For most moves the total comes to roughly 2–5% of the property price once stamp duty is included. On a £350,000 purchase that often means £8,000–£18,000 across stamp duty, conveyancing, survey, mortgage fees, estate agent and removals — though it varies a lot by price, nation, and whether you're also selling.
Yes. Stamp duty is built in using current SDLT (England & N. Ireland), LBTT (Scotland) and LTT (Wales) rates, including first-time buyer relief and the additional-property surcharge where they apply. You can see the full band breakdown on our dedicated stamp duty calculator.
Buyers pay stamp duty, purchase conveyancing, a survey, mortgage fees and removals. Sellers pay an estate agent fee plus VAT, sale conveyancing, an EPC and removals. If you're doing both you pay both legal legs, so it's usually the most expensive scenario — the calculator only counts what applies to you.

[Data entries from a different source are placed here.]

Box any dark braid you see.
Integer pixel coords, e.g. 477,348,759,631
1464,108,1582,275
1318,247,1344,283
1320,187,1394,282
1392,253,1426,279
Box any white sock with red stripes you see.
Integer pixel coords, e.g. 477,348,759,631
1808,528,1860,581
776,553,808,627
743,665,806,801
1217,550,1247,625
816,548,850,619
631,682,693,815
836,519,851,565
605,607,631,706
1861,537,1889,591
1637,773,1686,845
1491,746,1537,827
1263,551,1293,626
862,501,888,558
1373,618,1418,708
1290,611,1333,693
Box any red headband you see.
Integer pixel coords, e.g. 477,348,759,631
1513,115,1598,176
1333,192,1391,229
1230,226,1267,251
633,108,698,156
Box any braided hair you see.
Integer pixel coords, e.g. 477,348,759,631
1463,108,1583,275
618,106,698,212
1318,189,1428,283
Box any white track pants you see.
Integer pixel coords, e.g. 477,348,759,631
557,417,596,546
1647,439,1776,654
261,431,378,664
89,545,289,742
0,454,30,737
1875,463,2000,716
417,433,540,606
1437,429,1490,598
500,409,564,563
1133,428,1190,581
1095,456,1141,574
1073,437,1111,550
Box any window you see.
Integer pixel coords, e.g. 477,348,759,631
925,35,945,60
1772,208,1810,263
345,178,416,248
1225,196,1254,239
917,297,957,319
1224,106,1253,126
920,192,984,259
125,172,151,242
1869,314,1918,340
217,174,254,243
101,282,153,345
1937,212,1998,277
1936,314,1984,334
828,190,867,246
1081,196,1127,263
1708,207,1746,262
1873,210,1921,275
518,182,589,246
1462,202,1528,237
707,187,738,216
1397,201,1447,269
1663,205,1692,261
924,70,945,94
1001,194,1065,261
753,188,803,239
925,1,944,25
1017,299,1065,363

Conveyancing typically runs £800–£1,500 per transaction in legal fees plus VAT, with a few hundred pounds of disbursements (searches, Land Registry, transfers). Buying costs more than selling, leasehold adds a management-pack fee, and doing both means paying for two transactions.
The common surprises are the estate agent fee plus VAT when selling, mortgage arrangement/product fees, leasehold management packs, and removals for a larger or long-distance move. This calculator lists each one so nothing slips through.
Compare at least three quotes for conveyancing and removals, negotiate the estate agent's percentage or use a fixed-fee online agent, check whether a fee-free mortgage is cheaper overall, and confirm your stamp duty band and any first-time buyer relief before you make an offer.